The SEC said it will resume implementing the rule depending on the resolution of the challenges.

“In issuing a stay, the Commission is not departing from its view that the Final Rules are consistent with applicable law and within the Commission’s long-standing authority to require the disclosure of information important to investors in making investment and voting decisions,” the SEC stated. “Thus, the Commission will continue vigorously defending the Final Rules’ validity in court and looks forward to expeditious resolution of the litigation.”

The commission added that the pause “avoids potential regulatory uncertainty if registrants were to become subject to the Final Rules’ requirements during the pendency of the challenges to their validity.” 

A sharply divided SEC finalized its climate disclosure rule last month, requiring certain publicly traded companies to disclose information on their direct or indirect greenhouse gas emissions. Within hours of the commission’s 3-2 vote, industry groups and Republican-led states sued, saying the SEC, as a regulator of the investment community, lacks statutory authority to regulate on environmental matters. 

The lawsuits have been consolidated in the St. Louis-based Eight Circuit.

The states challenging the rule include Alabama, Alaska, Georgia, Indiana, Kentucky, New Hampshire, Ohio, Oklahoma, South Carolina, Tennessee, Virginia, West Virginia and Wyoming.

University of Pennsylvania Carey Law School professor Jill Fisch said the pause has little practical effect as the rule’s reporting requirement does not begin until 2025. However, she added that the SEC’s action is a sign of the times.

“The agency seems to be very concerned that in the current political climate, a court is going to issue an adverse ruling,” said Fisch, who teaches securities regulation.

SEC Commissioner Mark Uyeda, a Republican who voted against the rule, told an audience of securities attorneys this week that “the climate rule’s fundamental flaw is that it mandates disclosures not financially material to investors.”
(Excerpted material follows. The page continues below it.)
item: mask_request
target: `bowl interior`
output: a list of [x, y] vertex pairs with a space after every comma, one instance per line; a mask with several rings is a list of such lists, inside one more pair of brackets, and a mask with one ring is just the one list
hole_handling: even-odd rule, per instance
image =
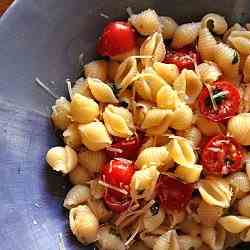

“Absent financial materiality, the commission lacks the authority to broadly regulate the operating activities of public companies under the pretext of disclosure requirements,” Uyeda said at an “SEC Speaks in 2024″ event hosted by the Practising Law Institute. “Issues of national economic or political policy beyond the commission’s narrow statutory remit should be addressed by Congress, not financial regulators.” 

On Wednesday, a coalition of 18 Democratic-led states and the District of Columbia filed a motion to intervene in support of the SEC’s climate disclosure rule in the Eighth Circuit. 

“Investors need reliable, comparable information about risks that registered companies face and how they are managing those risks,” the pending motion stated. “Climate-related impacts are undeniably one such category of risk.”

The states are Arizona, Colorado, Connecticut, Delaware, Hawaii, Illinois, Maryland, Massachusetts, Michigan, Minnesota, Nevada, New Mexico, New York, Oregon, Rhode Island, Vermont, Washington and Wisconsin.